In America, the technique has been further refined by keeping people trapped in the ideological box of their chosen political parties. Whether you watch Fox or CNN, you are bombarded with what they want you to think is important. The invasion of Ukraine is a case in point. While all eyes are fixated on the development of WWIII, little attention is being paid to the first 55,000 pages of data Pfizer was ordered to release to the public. Instead, the propagandists frame the issues they want the public to focus on, within the framework of the attitudes, beliefs, and opinions of the targeted audience. This is known as moral foundations theory. Framing issues from a particular viewpoint has shown that people are very susceptible to simple twists of words and reversing of logic. When stories are presented differently, it changes how people respond to them. Fox, for example, will work to frame the same story CNN is reporting from a conservative point of view. The trick in the whole technique, however, is the fact that both outlets are reporting the story to dictate what it is that Americans should consider being, important news. The twenty-four-hour-a-day news cycle, which continuously sensationalizes every story, is the entertainment medium that is one, bringing in the revenue for advertisers, and delivering the ideological messages meant to dominate public thinking.

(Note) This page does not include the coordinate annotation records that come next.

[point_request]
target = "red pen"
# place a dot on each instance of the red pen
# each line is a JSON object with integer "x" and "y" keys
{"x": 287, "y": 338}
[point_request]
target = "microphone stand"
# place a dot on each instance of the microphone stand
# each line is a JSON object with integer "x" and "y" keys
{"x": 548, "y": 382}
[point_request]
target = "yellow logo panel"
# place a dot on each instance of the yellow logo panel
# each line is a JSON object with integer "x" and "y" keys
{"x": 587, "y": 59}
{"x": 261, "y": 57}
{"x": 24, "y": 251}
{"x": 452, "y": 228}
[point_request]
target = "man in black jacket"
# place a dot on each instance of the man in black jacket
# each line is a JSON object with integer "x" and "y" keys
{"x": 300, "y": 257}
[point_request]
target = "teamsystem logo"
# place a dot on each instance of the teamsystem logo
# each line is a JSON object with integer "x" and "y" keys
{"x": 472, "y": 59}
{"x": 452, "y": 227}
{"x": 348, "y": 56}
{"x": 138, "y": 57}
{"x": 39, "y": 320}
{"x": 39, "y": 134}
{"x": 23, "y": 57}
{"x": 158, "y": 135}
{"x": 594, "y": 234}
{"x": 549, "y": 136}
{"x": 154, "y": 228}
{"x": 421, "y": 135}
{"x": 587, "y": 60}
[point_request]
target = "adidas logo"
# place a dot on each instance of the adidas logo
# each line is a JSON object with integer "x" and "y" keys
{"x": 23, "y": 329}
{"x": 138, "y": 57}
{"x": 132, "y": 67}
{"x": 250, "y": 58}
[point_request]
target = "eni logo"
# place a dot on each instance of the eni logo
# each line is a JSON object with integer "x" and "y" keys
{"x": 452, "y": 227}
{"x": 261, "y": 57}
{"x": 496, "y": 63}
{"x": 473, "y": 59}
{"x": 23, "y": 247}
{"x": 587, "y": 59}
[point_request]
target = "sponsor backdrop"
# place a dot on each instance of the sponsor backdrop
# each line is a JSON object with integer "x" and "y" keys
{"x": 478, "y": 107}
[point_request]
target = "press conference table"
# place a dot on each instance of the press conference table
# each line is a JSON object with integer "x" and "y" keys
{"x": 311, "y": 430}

If the Chinese could unify the entire country under one belief using propaganda cleverly hidden in cartoonish drawings, just think what “the deep state” can do when two dozen major corporations control nearly everything we see, hear and read in popular media today. They can, as Bernays states, “make the rest of us think what they please about any given subject” (p.31). They can make us like who they want us to like, and program us to react in ways they want us to react. It is hard to describe a solution for such a problem because most people don’t even know it exists. If you are an individual who likes to stay up to date on the news it is impossible to escape this. The most you can do is understand the method and the ideological aim behind it. The purpose of the new propaganda is to frame all the news in a way that aligns with the beliefs and attitudes of the chosen audience, so they can gain your acceptance for an agenda you would otherwise reject.